Así como El grito, el famoso cuadro del noruego Edvard Munch, se convirtió en la representación icónica, universal de la angustia, al margen de su autor y del cuadro mismo, el grito mudo de Janet Leigh, ahogado por el sonido del agua de la ducha y los violines hirientes de la banda de sonido de Bernard Herrmann, pasó a ser la imagen absoluta del miedo.
Casi nada ha envejecido en Psycho, salvo apenas algunos detalles que revelan la época en que fue rodada (el propio Hitch se lamentaba de no haber desnudado completamente a Leigh y John Gavin en la escena inicial). Por el contrario, sigue siendo una obra profundamente perturbadora, en muchos sentidos. Sin duda, nadie ha vuelto a sumergirse en una ducha, a correr la cortina del baño, a ver escurrirse el agua por el desagüe de la bañera de la misma manera que antes de haber visto la película. Nada más banal y cotidiano que la acción de ducharse, algo que Hitchcock convirtió de un solo golpe, a partir de la escena quizá más famosa de la historia del cine (una escena que le llevó siete días de rodaje para apenas 45 segundos de película), en la materialización de un terror primario. La rutina, el orden, lo ordinario se ve de pronto quebrado, rasgado –Truffaut fue el primero en hablar de una “violación”– por un acto de una violencia irracional, extraordinaria.

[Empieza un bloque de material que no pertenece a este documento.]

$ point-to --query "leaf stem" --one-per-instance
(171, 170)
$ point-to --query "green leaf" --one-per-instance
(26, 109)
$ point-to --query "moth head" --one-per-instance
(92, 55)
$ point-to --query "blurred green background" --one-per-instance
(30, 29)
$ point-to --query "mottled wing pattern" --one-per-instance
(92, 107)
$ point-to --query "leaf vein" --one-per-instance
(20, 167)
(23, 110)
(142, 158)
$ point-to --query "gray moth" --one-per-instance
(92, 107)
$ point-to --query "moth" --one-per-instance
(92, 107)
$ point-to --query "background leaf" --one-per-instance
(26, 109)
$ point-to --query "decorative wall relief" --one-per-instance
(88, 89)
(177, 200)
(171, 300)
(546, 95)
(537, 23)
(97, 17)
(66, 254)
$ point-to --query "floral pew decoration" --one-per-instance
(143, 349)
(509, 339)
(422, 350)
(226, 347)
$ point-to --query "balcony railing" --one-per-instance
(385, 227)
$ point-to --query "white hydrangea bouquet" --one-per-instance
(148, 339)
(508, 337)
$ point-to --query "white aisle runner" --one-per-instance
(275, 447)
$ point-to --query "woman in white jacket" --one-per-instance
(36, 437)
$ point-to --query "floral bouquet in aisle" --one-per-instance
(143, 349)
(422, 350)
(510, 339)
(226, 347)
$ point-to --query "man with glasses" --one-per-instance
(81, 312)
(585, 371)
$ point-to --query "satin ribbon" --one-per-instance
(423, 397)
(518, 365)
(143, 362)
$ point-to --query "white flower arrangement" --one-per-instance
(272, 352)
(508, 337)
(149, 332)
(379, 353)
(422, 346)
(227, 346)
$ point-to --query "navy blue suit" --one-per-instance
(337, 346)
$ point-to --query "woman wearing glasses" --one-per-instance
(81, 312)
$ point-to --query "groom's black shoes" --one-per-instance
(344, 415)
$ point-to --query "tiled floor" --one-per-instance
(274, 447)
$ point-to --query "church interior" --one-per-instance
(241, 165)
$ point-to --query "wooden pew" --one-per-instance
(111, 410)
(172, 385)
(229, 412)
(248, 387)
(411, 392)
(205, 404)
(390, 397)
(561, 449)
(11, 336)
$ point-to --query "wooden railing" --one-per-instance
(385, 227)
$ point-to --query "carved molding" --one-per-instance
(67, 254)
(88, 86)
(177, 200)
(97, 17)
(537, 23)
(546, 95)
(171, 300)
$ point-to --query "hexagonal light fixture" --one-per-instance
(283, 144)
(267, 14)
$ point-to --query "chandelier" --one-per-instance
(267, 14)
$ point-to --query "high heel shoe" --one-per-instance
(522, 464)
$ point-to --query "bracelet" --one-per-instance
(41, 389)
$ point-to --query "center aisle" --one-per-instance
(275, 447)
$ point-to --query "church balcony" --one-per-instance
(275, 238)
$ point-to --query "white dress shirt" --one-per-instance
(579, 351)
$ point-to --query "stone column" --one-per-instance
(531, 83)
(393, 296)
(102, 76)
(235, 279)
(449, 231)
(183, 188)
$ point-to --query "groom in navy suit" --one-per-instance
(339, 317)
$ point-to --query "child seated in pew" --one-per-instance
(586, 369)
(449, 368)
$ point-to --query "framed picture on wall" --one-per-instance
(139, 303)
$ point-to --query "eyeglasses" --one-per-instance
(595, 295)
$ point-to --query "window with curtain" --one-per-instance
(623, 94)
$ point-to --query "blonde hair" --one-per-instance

No hace falta recordar que Hitchcock rodó Psicosis en blanco y negro por razones económicas (fue, increíblemente, una producción clase B, hecha con el equipo con el que habitualmente Sir Alfred trabajaba en televisión) para dejar correr la imaginación y verla inundada por el color rojo sangre. Lo que hizo Hitchcock fue no sólo fundar el cine de terror moderno, en el que abrevó todo el género posterior a Psicosis. También hizo explícito todo un universo moral completamente trastornado y logró que un público masivo (la película costó 800 mil dólares y recaudó más de 13 millones) no sólo pudiera sobreponerse a la sordidez esencial del film, sino que además se identificara, o al menos se preocupara por la suerte de sus personajes, primero por una ladrona adúltera que parecía la protagonista, y luego por su asesino, un coleccionista de aves embalsamadas preso de su soledad y de su complejo de Edipo.
Anthony Perkins no había hecho nada demasiado importante antes de Psicosis ni lo haría después (con excepción de El proceso de Orson Welles), pero medio siglo más tarde es imposible dejar de pensar en él, en el balbuceante Norman Bates y su siniestro Bates Motel, cuando se ve una simple silla mecedora o alguien aparece con un vaso de leche y un sandwich de queso. Su cuchillo sigue cayendo sobre nuestra conciencia.